O cartaz em causa nada tinha de especialmente original, nem de especialmente errado ou escandaloso, em comparação com outros que por aí estão espalhados, podendo até ser usado pela coligação que está no poder. Afinal, também ela promete um mundo novo para depois de Outubro. Mas o outdoor em causa foi amplamente glosado e gozado nas redes sociais, com alterações que o ridicularizavam, fosse com a introdução de um António José Seguro à gargalhada, de um José Sócrates espreitando por detrás da cortina, e de um António Costa de túnica indiana pregando aos fiéis num descampado. Embora os seus promotores não o assumam, terá sido essa reacção no mundo virtual que motivou a retirada prematura do cartaz, pois é pouco crível que se lance e recolha em tão poucos dias um outdoor cuja produção e exposição implicam um investimento significativo.

Nenhum cartaz de campanha muda o voto de quem quer que seja, mas, se algum efeito teve este recuo do PS foi o de causar mais dano à sua imagem e ao seu discurso político do que as reacções desencadeadas pelo outdoor. Porque revelou fraqueza, nervosismo e insegurança, sugerindo que a direcção do partido interiorizou e deu razão às mensagens subliminares de desconfiança que recebeu em resposta à confiança que proclamava.

Este episódio caricato não mereceria a discussão de que tem sido alvo se não fosse revelador de alguns factos mais importantes do que o cartaz em si. Desde logo, a força das incontroláveis redes sociais, onde a opinião comum, bem como a de grupos organizados pelos próprios partidos para atacarem as campanhas alheias, se aplicam na crítica e na desmontagem das mensagens políticas adversárias, processo logo replicado pelos meios tradicionais, em especial pela televisão.
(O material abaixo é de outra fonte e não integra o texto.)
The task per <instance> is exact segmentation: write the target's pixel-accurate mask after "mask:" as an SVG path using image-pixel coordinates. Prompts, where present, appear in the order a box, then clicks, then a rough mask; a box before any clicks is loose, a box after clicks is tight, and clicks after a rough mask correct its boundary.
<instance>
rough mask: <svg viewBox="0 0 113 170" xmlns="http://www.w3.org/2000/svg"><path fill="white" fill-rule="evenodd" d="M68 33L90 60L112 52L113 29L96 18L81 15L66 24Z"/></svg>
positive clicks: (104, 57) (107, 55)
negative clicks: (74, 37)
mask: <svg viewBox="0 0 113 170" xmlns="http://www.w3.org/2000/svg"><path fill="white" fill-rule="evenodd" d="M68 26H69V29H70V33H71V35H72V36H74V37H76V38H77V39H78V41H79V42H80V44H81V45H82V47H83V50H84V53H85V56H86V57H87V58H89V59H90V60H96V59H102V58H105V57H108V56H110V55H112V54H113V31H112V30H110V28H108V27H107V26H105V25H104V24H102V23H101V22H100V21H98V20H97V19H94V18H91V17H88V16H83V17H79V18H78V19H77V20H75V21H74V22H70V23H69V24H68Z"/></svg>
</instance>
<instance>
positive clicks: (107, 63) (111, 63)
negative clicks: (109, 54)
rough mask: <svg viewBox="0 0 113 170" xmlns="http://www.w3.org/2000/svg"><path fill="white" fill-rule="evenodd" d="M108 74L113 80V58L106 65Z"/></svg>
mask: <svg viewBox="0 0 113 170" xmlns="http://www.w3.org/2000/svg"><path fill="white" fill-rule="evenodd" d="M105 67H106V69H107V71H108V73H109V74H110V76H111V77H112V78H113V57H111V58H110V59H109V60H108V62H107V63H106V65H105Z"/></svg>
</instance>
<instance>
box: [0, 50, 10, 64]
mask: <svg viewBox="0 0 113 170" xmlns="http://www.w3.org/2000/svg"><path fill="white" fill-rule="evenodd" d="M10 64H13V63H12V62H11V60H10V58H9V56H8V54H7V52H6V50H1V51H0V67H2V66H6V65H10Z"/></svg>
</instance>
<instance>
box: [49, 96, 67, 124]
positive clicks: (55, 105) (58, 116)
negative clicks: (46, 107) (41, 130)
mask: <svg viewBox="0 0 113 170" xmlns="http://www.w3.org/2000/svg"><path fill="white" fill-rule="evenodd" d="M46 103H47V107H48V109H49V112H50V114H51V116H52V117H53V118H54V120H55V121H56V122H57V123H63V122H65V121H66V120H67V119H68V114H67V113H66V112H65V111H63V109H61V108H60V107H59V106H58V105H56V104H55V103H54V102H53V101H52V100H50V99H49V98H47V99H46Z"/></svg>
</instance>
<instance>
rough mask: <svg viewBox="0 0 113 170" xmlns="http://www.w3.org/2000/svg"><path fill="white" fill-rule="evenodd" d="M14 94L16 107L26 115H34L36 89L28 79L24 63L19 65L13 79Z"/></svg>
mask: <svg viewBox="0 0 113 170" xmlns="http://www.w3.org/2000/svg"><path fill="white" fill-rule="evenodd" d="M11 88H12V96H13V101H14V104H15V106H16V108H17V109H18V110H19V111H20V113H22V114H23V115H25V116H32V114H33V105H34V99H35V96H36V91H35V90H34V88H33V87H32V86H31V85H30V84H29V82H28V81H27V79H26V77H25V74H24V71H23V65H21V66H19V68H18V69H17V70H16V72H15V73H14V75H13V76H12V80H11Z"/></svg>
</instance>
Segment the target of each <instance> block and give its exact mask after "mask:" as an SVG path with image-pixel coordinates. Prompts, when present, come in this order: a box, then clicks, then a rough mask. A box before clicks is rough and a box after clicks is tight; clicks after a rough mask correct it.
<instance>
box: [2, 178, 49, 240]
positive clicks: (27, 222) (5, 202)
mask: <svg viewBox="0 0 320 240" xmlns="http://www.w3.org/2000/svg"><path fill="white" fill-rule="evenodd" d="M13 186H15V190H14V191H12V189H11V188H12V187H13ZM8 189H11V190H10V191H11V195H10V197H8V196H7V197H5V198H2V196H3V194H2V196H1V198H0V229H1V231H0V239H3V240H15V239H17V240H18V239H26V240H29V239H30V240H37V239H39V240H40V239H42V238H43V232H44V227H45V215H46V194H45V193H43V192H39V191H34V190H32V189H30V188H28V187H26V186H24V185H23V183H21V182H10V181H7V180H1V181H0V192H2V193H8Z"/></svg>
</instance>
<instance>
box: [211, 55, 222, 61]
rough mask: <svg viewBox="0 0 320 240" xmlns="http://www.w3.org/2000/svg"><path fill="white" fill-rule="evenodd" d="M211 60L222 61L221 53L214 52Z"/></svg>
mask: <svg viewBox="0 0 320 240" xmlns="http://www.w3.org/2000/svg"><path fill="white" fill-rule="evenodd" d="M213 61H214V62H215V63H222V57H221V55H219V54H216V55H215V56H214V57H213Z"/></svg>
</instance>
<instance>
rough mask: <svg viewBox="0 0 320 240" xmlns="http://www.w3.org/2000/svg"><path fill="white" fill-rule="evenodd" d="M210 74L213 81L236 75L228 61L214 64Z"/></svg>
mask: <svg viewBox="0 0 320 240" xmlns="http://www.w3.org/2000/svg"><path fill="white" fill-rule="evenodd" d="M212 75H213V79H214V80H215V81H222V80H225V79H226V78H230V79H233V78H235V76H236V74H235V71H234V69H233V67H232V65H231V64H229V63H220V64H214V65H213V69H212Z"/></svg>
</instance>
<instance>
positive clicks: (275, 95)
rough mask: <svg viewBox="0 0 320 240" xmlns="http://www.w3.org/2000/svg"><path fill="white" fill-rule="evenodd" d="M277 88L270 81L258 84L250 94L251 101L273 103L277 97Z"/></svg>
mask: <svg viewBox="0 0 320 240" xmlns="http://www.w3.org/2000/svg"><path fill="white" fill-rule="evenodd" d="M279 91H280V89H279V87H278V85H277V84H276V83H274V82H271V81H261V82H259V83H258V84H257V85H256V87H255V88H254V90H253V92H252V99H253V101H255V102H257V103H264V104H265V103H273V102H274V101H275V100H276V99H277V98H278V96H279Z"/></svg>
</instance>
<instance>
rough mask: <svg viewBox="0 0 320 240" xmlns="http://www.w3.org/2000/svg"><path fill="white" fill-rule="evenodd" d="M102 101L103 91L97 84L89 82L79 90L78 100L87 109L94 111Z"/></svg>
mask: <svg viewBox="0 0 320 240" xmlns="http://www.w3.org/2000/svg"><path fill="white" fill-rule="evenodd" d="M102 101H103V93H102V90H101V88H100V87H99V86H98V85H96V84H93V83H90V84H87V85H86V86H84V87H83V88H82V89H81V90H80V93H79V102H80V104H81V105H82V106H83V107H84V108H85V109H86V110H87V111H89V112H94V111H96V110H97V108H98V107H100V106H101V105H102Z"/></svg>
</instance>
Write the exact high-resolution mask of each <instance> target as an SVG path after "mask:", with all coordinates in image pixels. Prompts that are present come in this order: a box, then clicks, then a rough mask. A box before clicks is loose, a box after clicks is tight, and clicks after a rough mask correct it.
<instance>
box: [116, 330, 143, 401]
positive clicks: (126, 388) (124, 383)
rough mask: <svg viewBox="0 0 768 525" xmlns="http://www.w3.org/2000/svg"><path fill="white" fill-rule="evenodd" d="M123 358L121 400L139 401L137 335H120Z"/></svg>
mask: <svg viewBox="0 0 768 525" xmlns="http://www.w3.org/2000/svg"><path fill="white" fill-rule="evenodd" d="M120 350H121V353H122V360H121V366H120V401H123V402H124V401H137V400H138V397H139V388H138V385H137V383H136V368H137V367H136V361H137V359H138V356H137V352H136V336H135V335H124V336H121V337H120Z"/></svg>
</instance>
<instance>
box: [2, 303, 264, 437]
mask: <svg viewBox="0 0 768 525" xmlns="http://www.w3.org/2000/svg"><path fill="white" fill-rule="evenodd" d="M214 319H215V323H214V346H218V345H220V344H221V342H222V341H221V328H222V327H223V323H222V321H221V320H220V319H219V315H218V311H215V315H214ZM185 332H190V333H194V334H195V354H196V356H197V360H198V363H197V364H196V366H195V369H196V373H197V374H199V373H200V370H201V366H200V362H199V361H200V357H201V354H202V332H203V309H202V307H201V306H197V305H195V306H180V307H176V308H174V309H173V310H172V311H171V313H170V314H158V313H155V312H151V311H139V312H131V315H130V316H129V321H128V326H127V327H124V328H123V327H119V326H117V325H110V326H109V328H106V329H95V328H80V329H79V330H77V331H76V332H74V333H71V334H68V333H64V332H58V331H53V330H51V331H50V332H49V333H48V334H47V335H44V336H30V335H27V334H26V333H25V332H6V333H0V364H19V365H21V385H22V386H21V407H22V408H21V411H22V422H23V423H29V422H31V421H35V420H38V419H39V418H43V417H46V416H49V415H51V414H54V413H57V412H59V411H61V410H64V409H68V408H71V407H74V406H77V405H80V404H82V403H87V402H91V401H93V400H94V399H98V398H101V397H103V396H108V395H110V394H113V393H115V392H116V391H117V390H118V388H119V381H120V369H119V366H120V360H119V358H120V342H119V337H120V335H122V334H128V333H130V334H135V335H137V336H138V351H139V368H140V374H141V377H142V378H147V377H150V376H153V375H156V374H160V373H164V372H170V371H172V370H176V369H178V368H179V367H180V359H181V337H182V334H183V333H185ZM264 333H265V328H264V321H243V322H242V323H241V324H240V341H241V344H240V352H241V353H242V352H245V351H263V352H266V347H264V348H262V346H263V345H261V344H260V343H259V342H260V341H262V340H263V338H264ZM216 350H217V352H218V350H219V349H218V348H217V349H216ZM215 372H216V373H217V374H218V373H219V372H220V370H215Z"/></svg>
Por outro lado, o optimismo do PS em relação ao futuro conflitua com a avaliação extremamente negativa que sempre fez das políticas do passado recente e dos resultados que elas produziram. Se o país está pior do que diz a coligação, mal se percebe que o optimismo socialista quanto ao futuro próximo seja maior do que o da própria maioria no poder, seguramente a mais interessada em valorizar o seu desempenho nestes quatro anos.

O problema do cartaz era o problema do PS: como fazer promessas credíveis e ganhar a confiança dos eleitores, sem começar por reconhecer que, embora insuficientes e não raro duvidosos, como são os índices do desemprego, a actual maioria tem resultados positivos para apresentar, em face da calamitosa situação que recebeu do PS. Ainda que o mais importante desses resultados – a capacidade de financiamento nos mercados – tenha mais a ver com factores externos do que com as suas políticas.

Sucede, por fim, que a confiança não se anuncia nem se proclama: conquista-se. E o cartaz não se teria tornado um problema se os esforços de António Costa para conquistar a confiança da maioria dos eleitores, de modo a poder governar com força política bastante para assegurar a estabilidade, não estivessem tão longe da enorme expectativa gerada pela sua candidatura à liderança do PS.

Ad hominem

Pacheco Pereira apareceu em Lisboa e Guimarães de Kalashnikov nas mãos, declarando: "O povo não desarma e diz não aos capitalistas". Estava num grande cartaz de rua que ostentava a legenda "Pacheco a Presidente". Não consta que o visado seja candidato, nem que defenda a luta armada contra o capitalismo.

Quem o exibiu nestes propósitos achincalhantes deve ter razões que justifiquem o investimento nestes cartazes ad hominem.

Convinha saber quem os fez, quem os pagou e quem os colocou, como pede o próprio, para ficarmos a perceber melhor se é já este, no Portugal de hoje, o preço a pagar pela opinião livre.

Todos contra todos

Dois mil mortos contabilizados desde Janeiro (mais 400 do que no mesmo período de 2014); 188 mil homens, mulheres e crianças à deriva pelo continente, ou concentrados em campos, depois de terem sobrevivido à guerra, à fome, à perseguição e à travessia do Mediterrâneo.

A vaga migratória cresce e não serão os muros nem o arame farpado que a vão parar. Soluções à vista não existem. À semelhança do que acontece em Calais, com a França e o Reino Unido em disputa, pouco a pouco todos estarão contra todos.

Comparado com este desafio à unidade de uma UE sem respostas capazes, a crise das dívidas é uma brincadeira de crianças ricas.